In this study, calcite and dolomite are the only minerals considered and their reaction rates are computed kinetically. Dissolution is modelled following the TST approach (Aagaard and Helgeson 1982):

$$r_{ + } = k_{ + } S\prod\nolimits_{i}^{n} {a_{i}^{\nu + } \exp \left( { - \frac{{{\text{Ea}}_{ + } }}{RT}} \right)} \left( {1 - \frac{{\Delta G_{{\text{R}}} }}{RT}} \right),$$
(1)

and precipitation is modelled using the combination of a simplified second-order BCF (Burton Cabrera and Frank) growth model (Burton et al. 1951) and classical nucleation theory (Pham et al. 2011):

$$r_{ - } = k_{ - } S\prod\nolimits_{i}^{n} {a_{i}^{\nu - } \exp \left( { - \frac{{{\text{Ea}}_{ - } }}{RT}} \right)} (\Omega - 1)^{2} - k_{N} \exp \left( { - \Gamma \left( {\frac{1}{{(T)^{2/3} \ln \Omega }}} \right)^{2} } \right),$$
(2)

where r is reaction rate (mol/s), k is the reaction rate coefficient (mol/m2 s), S is the reactive surface area (m2), a is the activity of species i in the aqueous solution, ν is the reaction order, Ea is the apparent activation energy, R is the gas constant, T is the absolute temperature, ΔGR is the free energy of the reaction, Ω is saturation ratio, kN is the nucleation rate constant, Π is a product operator, and Γ is a constant, where it represents the effects of surface tension, molar volume, and the geometric surface shape factor (Pham et al. 2011).
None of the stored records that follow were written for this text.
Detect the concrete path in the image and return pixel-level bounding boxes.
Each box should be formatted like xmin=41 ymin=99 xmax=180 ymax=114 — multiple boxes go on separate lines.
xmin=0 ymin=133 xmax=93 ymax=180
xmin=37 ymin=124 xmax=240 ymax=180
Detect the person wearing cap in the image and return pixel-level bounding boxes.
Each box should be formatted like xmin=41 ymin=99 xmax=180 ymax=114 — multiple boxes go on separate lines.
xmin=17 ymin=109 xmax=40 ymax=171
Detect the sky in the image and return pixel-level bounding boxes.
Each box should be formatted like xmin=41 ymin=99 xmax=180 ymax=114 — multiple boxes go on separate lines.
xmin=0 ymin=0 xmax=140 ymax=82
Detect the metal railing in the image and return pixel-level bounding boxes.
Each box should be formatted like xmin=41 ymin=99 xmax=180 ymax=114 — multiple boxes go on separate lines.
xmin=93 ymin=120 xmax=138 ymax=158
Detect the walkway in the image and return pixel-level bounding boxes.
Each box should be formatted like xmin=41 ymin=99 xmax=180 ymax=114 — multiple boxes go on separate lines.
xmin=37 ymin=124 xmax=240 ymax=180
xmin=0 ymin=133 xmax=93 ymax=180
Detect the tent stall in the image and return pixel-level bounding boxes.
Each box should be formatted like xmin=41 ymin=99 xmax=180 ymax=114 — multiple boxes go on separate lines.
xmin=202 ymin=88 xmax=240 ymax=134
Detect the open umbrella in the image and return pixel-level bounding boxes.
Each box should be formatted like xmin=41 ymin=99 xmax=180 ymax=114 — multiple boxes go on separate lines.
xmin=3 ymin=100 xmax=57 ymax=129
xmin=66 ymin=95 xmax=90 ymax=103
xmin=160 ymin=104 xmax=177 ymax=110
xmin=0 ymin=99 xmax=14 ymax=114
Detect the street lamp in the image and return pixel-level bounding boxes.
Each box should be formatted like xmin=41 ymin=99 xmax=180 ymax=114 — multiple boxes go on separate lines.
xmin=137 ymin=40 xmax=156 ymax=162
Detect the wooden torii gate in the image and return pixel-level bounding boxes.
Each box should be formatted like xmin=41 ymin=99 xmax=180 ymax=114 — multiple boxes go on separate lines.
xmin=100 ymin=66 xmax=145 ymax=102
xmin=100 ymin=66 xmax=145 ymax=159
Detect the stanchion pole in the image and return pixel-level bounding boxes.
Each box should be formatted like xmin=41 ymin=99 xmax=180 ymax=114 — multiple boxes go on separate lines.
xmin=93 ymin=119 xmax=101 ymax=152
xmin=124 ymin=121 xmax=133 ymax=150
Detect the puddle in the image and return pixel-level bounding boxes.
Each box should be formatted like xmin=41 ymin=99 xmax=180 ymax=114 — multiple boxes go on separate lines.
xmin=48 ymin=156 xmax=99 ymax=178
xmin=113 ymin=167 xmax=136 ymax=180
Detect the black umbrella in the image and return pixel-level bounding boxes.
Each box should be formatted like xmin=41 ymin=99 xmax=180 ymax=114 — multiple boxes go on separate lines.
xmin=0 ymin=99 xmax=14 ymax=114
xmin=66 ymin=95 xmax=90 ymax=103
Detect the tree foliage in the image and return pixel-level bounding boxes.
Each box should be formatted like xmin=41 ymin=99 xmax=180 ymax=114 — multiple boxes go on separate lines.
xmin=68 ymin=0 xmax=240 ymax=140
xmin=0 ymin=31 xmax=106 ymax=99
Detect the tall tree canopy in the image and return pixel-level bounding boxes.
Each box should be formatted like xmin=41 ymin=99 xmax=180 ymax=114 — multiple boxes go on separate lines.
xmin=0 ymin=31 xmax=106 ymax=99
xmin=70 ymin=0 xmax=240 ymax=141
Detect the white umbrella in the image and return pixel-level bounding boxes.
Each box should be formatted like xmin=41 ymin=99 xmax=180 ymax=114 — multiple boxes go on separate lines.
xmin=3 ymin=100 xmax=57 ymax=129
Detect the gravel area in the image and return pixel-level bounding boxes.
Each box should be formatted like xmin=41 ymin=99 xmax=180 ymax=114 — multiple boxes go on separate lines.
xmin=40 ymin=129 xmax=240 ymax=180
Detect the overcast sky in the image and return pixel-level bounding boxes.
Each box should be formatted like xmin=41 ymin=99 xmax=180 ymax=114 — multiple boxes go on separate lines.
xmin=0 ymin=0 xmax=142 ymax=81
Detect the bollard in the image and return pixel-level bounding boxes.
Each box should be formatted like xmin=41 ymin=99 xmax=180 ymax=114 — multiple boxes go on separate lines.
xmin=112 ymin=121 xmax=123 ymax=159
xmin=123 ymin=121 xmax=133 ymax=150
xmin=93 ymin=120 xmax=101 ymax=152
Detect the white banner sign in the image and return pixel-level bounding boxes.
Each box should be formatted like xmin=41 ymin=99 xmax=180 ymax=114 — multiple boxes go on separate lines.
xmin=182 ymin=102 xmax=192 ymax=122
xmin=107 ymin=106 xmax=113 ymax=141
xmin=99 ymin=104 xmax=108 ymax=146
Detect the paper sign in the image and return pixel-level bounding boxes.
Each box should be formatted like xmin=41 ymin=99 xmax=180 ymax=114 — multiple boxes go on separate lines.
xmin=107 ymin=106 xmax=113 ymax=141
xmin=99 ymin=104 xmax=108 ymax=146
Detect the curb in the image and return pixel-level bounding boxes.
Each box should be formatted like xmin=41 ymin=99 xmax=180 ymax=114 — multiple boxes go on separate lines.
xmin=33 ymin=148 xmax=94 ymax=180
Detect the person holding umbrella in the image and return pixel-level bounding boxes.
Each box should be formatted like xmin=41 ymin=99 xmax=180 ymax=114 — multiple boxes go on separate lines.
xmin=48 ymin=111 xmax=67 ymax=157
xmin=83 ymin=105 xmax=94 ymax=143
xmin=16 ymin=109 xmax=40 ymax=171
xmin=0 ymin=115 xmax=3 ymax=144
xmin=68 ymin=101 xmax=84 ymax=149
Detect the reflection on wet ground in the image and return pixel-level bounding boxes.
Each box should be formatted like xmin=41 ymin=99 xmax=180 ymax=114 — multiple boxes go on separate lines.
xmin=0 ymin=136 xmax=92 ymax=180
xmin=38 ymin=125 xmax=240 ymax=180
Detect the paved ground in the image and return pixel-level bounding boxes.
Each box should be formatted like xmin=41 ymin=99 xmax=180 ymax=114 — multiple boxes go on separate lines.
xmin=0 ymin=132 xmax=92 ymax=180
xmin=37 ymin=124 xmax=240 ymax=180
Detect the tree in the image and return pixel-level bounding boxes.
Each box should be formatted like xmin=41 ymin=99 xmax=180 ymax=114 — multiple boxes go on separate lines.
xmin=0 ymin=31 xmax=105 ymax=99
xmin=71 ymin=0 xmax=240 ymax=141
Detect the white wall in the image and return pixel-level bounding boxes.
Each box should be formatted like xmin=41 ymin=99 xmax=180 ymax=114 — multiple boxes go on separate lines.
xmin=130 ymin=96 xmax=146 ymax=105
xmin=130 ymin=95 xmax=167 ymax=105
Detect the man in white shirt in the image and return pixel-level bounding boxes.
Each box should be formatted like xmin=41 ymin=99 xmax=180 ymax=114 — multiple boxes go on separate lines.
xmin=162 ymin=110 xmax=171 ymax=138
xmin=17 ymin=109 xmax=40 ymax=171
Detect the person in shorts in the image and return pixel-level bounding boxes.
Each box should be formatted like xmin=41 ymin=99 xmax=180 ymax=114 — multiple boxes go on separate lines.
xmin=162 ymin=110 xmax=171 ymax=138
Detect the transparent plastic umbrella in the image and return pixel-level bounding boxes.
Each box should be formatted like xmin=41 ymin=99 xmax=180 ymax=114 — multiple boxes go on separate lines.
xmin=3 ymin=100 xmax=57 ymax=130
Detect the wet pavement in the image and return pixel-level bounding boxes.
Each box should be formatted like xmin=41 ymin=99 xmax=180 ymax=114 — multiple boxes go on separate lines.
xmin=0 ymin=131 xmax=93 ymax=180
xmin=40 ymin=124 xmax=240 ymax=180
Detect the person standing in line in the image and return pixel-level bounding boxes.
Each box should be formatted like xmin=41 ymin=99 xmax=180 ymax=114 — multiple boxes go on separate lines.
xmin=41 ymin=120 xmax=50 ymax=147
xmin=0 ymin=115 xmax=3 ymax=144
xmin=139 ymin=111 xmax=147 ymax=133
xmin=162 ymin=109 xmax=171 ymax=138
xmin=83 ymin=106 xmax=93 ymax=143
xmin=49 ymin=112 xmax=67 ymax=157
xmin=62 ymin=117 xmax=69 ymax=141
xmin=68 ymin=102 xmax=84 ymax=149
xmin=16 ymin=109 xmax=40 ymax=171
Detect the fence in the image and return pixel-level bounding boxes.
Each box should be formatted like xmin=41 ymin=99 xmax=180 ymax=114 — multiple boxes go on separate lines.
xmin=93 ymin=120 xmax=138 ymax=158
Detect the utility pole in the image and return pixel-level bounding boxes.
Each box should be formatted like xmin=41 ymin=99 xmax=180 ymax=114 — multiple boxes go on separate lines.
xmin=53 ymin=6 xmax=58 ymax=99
The plus and minus subscripts show the dissolution and precipitation reactions, respectively. In the above equations, the reactive surface area is calculated by.

$$S = \beta Mn,$$
(3)

where n is the number of moles of the mineral, M is molar weight, and β is the specific surface area. PHREEQC v3 (Parkhurst 1995) was used to perform the geochemical modelling. The llnl.dat thermodynamic database included with the PHREEQC v3 (Parkhurst 1995), was used for the aqueous speciation and for minerals. The parameters used for Eqs. (13) are summarized in Table 2.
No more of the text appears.